Personal information
- Full name: Robert H. Jones
- Date of birth: 9 January 1902
- Place of birth: Everton, England
- Date of death: January 1989 (aged 86–87)
- Position(s): Goalkeeper

Senior career*
- Years: Team / Apps / (Gls)
- 1924–1926: Everton / 3 / (0)
- 1926–1929: Southport / 16 / (0)
- 1929–1937: Bolton Wanderers
- 1937–1939: Cardiff City / 58 / (0)
- 1939–1950: Southport / 0 / (0)

= Bob Jones (footballer, born 1902) =

English footballer

Robert H. Jones (9 January 1902 – 1989) was an English professional footballer who played as a goalkeeper. He began his career with Everton, where he made his professional debut, and Southport but was unable to establish himself in either side.

He joined Bolton Wanderers in 1929, replacing Dick Pym as first choice goalkeeper before going on to make over 200 appearances in all competitions for the club. He joined Cardiff City in 1937 where he finished his playing career before working as a trainer with Southport.

==Career==
Born in Everton, Jones began his career as an apprentice with his hometown club, becoming close friends with Dixie Dean. He had written to the club to request a trial while playing as a left half but, when the goalkeeper for the session failed to arrive, he was put in goal and impressed enough to be given a contract. He made his professional debut on 8 November 1924 in a 2–2 draw with Manchester City. However, he was unable to establish himself in the first team, making two further appearances, before leaving to join Third Division North side Southport in 1926. He made his debut for Southport on 13 September 1926 in a 5–1 defeat to Chesterfield but made just two further appearances during the 1926–27 season.
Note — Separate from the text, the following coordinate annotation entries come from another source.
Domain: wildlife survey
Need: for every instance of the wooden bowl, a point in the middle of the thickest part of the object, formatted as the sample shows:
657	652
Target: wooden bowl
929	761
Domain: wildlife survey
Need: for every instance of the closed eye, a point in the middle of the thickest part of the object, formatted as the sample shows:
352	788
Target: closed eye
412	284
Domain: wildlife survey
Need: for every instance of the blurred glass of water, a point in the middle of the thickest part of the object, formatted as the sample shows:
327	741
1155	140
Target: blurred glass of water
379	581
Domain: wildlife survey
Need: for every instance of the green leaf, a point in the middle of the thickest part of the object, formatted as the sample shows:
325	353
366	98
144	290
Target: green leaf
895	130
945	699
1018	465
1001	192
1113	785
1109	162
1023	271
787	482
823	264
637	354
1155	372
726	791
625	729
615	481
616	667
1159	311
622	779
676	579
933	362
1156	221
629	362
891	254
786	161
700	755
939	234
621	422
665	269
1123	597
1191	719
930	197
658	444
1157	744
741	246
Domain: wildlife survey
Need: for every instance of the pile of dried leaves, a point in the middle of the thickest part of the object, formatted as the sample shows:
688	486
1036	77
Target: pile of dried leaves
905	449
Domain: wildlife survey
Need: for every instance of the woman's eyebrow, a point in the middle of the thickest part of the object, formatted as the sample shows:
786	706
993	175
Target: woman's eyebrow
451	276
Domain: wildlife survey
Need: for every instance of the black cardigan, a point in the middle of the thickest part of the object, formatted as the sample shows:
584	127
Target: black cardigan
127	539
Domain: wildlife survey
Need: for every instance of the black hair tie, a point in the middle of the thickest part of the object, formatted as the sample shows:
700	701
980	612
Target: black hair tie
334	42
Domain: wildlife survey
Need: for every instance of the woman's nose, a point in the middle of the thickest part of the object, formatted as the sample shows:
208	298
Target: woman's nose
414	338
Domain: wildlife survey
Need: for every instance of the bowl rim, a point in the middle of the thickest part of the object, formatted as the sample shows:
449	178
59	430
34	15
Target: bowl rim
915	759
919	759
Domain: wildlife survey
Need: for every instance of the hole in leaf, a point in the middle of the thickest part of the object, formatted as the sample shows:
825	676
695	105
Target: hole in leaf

Over the following three seasons, he remained a backup goalkeeper, making 13 appearances before leaving the club in 1929.

He joined Bolton Wanderers soon after, being signed as cover for long serving goalkeeper Dick Pym. With Pym approaching the end of his career, Jones replaced him in the side for the majority of the 1930–31 season and established himself as the club's first choice goalkeeper. He went on to make over 200 appearances in all competitions for the club before he was replaced by Stan Hanson.

In July 1937, he joined Third Division South side Cardiff City on a free transfer. In his first season, he was ever present for the club, appearing in all 49 competitive matches Cardiff played. However, the following season, he was displaced by Bill Fielding and left the club at the end of the season to rejoin Southport. He returned to Southport in 1939 after being persuaded by a club official to keep playing; Jones was planning on buying a pub to manage. However, the outbreak of World War II brought an end to his professional playing career and, after representing the club in wartime fixtures, he was appointed as a trainer in 1947.

He continued to feature for Southport's reserve side until 1950, becoming the oldest player to represent the club at any level at the age of 48. He retired after eleven years as the club's trainer.

==Personal life==
His son Bobby Jones later progressed through the youth system at Southport under his father's guidance to become a professional footballer. After retiring, Jones went to live with his son before his death in 1989 from pneumonia.